La distance comme facteur géographique : Certains apprenants n’ont pas la possibilité de se déplacer pour diverses raisons (parce qu’ils sont malades, en prison, en voyage ou simplement par qu’ils sont dans un lieu où l’accès est difficile), d’investir du temps pour suivre des cours en présentiel, parce qu’ils travaillent. Remarquons que cette distance loin d’être un handicap peut être considérée comme une chance : c’est ce que pensent, par exemple les responsables d’entreprises des pays de l’Europe centrale et orientale qui préfèrent ne pas envoyer leur personnel en stage à l’étranger pour éviter la fuite des cerveaux. La formation à distance leur permet d’accéder aux cours depuis leur domicile ou leur lieu de travail, sans forcément l’obliger à se déplacer. Par ailleurs, l’enseignement à distance peut contribuer à une formation de masse et un accroissement rapide des apprenants, dans la mesure où les formations mises en place peuvent être exportées dans d’autres régions, d’autres pays africains. Selon cette optique, la formation à distance dispose d’un effet multiplicateur. Si les programmes dispensés à distance sont concluants au niveau d’un pays, des accords peuvent être passés avec la sous-région Afrique de l’Ouest pour l’octroi d’un accès à ces formations. Les apprenants ont, dès lors, la possibilité de se former tout en restant dans leur pays. Cette opportunité conférée par l’enseignement à distance conduirait peu à peu à un déploiement régional de ces formations et permettrait à un plus grand nombre de personnes d’avoir accès à un cursus de qualité.
Quelles mesures politiques, institutionnelles et pédagogiques ?
L’adolescent déscolarisé est souvent oisif manque de repères pour organiser sa vie, il est soumis à une forte pression financière, pour combler ses besoins et/ou contribuer à ceux de la famille.
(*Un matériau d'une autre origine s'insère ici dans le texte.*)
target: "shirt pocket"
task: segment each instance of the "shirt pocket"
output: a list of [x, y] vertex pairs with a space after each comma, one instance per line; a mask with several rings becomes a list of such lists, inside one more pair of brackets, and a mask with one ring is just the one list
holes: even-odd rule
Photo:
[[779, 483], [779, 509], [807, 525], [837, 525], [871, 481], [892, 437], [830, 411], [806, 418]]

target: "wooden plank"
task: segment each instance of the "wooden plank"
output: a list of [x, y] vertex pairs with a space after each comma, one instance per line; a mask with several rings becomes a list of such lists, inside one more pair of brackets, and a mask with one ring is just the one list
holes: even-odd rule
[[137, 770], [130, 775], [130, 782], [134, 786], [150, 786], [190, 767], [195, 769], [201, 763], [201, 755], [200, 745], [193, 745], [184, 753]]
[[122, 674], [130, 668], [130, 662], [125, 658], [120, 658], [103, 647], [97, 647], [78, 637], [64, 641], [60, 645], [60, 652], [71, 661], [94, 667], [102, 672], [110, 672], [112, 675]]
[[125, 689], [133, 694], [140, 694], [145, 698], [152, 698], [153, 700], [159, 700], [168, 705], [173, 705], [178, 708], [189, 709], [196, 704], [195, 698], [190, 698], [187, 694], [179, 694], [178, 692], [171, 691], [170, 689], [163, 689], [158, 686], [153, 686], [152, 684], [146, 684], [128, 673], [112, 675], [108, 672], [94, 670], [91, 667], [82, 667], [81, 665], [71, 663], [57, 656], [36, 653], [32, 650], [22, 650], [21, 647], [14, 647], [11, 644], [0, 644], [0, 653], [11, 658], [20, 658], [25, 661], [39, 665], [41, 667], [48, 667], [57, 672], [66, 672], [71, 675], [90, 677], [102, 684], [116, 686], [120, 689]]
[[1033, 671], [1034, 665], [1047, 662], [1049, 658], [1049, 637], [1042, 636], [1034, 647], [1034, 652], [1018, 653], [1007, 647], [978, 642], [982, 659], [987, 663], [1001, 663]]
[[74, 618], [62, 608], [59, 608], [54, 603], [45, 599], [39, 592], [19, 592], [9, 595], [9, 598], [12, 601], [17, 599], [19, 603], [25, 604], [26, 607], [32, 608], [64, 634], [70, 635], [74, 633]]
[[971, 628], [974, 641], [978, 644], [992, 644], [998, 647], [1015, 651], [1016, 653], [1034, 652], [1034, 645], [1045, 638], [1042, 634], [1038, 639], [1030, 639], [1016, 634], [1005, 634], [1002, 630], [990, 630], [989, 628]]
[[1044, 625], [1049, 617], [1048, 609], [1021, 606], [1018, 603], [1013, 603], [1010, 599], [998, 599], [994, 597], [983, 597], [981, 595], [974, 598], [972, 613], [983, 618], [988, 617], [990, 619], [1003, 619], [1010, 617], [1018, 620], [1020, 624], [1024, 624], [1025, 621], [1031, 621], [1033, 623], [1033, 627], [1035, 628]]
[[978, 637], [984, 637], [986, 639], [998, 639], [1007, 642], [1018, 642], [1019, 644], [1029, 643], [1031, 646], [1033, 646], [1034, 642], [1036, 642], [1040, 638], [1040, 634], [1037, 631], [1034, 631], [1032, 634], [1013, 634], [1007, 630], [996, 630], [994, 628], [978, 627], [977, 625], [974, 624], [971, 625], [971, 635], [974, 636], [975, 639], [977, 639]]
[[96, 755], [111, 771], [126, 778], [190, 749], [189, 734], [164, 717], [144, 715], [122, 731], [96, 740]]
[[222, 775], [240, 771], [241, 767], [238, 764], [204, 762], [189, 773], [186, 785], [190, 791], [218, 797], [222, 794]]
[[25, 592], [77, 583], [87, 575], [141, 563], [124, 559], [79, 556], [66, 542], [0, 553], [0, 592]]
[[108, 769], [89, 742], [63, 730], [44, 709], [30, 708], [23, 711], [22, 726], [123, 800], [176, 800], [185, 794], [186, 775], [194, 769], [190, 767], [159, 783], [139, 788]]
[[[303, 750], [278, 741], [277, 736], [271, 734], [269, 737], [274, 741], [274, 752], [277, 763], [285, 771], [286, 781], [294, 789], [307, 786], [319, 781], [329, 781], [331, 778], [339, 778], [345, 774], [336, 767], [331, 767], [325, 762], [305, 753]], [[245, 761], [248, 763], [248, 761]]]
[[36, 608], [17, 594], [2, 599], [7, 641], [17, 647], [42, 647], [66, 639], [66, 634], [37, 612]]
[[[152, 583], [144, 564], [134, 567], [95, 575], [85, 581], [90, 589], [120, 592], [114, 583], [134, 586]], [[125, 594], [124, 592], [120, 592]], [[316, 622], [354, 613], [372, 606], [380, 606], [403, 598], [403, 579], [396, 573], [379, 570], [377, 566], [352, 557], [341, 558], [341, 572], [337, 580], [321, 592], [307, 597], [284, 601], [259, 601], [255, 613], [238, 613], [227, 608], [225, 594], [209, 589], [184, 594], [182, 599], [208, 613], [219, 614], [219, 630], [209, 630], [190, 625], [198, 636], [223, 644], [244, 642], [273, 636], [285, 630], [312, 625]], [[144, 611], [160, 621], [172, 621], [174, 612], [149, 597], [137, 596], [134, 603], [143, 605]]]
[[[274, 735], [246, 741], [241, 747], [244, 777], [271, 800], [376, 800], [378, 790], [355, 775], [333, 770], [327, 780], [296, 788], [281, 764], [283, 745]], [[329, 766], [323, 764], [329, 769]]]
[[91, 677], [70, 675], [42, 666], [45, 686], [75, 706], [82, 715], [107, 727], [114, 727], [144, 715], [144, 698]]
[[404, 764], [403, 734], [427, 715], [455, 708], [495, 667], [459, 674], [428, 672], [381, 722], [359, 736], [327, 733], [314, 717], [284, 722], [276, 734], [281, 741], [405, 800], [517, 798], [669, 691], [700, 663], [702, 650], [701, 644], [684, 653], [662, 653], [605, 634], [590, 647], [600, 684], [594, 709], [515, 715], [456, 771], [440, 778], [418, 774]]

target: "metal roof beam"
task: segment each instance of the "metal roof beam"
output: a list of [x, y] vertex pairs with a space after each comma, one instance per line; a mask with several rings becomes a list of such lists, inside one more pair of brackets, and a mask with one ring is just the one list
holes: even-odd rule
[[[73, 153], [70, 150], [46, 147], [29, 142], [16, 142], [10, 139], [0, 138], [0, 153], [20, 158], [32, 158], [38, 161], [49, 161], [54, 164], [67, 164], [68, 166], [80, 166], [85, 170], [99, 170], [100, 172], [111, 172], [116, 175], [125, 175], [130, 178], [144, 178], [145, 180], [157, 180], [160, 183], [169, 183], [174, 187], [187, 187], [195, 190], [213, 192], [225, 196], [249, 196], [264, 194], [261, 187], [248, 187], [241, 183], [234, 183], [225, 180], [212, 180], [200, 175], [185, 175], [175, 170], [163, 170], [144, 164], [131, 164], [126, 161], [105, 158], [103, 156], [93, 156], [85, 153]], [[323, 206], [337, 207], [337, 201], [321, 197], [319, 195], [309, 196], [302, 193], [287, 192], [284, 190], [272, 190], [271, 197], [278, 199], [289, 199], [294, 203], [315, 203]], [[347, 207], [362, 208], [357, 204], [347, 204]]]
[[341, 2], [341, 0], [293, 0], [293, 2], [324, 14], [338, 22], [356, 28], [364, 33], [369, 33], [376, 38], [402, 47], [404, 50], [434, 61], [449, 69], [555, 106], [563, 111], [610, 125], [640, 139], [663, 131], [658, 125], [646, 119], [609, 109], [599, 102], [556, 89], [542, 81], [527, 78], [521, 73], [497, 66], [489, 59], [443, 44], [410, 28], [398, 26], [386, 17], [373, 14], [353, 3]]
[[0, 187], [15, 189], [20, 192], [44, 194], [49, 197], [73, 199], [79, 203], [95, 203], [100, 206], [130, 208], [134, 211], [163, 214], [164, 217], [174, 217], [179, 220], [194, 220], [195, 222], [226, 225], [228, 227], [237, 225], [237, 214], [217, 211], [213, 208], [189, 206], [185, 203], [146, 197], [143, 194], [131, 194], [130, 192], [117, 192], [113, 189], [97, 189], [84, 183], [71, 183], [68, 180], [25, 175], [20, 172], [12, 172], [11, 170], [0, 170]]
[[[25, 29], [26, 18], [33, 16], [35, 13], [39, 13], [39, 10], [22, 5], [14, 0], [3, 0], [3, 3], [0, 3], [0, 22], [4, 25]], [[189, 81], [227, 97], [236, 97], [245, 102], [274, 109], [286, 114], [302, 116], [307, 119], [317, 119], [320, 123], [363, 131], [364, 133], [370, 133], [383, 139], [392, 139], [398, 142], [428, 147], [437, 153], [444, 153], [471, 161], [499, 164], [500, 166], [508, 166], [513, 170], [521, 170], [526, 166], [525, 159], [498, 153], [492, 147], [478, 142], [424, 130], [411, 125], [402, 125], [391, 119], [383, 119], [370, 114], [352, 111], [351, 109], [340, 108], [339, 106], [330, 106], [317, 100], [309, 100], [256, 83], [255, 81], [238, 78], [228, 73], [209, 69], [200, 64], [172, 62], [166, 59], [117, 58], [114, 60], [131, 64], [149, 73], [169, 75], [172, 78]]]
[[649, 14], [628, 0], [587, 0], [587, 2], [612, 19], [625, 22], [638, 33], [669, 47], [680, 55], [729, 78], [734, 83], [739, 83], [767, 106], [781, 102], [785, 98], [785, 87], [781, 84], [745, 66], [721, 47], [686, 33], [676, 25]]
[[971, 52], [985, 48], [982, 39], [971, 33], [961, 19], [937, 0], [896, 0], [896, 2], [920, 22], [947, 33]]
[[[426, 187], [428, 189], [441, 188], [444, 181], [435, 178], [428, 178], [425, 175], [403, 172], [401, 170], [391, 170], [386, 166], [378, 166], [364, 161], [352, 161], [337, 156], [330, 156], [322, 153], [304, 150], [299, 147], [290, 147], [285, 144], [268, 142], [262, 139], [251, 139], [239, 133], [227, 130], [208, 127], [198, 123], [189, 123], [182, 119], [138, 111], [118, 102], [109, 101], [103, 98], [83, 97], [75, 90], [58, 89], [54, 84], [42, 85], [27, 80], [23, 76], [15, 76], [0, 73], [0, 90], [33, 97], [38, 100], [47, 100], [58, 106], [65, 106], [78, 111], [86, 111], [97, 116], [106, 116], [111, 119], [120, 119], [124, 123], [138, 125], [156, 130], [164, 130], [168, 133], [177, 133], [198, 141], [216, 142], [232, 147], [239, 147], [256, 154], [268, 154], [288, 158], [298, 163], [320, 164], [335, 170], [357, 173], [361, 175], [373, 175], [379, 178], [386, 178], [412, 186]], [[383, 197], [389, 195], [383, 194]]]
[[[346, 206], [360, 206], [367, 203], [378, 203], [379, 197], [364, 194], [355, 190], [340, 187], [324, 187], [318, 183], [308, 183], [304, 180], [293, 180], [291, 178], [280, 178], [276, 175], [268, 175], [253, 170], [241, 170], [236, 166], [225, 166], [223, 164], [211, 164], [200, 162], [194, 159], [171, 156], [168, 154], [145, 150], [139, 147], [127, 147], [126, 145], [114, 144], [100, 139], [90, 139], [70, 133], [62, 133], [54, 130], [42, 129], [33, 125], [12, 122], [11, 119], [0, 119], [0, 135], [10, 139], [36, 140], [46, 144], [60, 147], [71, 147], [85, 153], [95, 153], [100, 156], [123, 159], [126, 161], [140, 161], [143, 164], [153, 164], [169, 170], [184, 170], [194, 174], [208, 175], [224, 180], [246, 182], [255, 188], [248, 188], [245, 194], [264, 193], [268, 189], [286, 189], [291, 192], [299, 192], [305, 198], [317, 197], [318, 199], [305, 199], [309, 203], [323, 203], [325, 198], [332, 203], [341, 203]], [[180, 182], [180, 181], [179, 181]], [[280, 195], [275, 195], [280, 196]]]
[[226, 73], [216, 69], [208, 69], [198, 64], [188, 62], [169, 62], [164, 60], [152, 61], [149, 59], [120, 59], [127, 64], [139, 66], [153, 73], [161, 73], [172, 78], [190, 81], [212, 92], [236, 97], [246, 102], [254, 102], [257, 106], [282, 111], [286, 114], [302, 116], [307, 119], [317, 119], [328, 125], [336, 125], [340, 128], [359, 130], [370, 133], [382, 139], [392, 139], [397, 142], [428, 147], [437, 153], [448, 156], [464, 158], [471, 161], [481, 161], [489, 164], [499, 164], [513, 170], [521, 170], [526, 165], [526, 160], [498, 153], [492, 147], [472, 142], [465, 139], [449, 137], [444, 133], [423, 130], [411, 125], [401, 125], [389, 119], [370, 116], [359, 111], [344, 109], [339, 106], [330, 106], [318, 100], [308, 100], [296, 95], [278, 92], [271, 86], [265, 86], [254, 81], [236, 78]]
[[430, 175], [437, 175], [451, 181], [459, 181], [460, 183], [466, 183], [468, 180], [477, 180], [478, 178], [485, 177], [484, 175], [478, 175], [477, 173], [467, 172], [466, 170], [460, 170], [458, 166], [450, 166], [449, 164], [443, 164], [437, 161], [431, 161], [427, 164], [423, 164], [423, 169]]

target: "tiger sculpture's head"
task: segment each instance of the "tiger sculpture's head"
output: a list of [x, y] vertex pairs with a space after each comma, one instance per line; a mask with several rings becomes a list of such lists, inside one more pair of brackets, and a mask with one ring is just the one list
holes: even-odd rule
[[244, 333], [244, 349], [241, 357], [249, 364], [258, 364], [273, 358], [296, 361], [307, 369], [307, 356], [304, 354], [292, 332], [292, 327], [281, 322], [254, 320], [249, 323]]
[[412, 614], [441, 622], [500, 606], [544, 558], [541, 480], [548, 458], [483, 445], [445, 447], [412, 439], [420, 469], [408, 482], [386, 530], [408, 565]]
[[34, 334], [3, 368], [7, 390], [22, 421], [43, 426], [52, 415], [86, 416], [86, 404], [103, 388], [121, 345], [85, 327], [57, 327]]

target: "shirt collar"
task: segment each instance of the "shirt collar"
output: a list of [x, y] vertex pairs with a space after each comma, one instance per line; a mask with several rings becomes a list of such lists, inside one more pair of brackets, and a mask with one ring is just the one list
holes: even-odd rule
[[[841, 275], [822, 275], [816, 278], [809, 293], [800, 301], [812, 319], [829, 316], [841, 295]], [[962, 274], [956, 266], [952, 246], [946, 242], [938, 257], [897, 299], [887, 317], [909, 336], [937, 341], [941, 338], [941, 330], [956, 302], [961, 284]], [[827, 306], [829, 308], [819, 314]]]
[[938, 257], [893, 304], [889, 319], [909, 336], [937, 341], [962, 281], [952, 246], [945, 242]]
Il est donc vulnérable aux risques comme le vol ou la toxicomanie. De façon plus générale, le non accès à une éducation et à une préparation digne de ce nom à la vie adulte représente une atteinte aux droits à la survie, à la croissance et au développement tel que défini dans la Convention relative aux Droits de l’enfant. Ceci a été relevé lors de l’Analyse de Situation et du Bilan commun de pays réalisés par le système des Nations Unies en 1999. L’un des objectifs essentiels fixés dans le Cadre d’action de Dakar (2000) concerne la nécessité de satisfaire les besoins éducatifs et la formation des jeunes au moyen d’un accès équitable à des programmes d’apprentissage et de formation adaptés.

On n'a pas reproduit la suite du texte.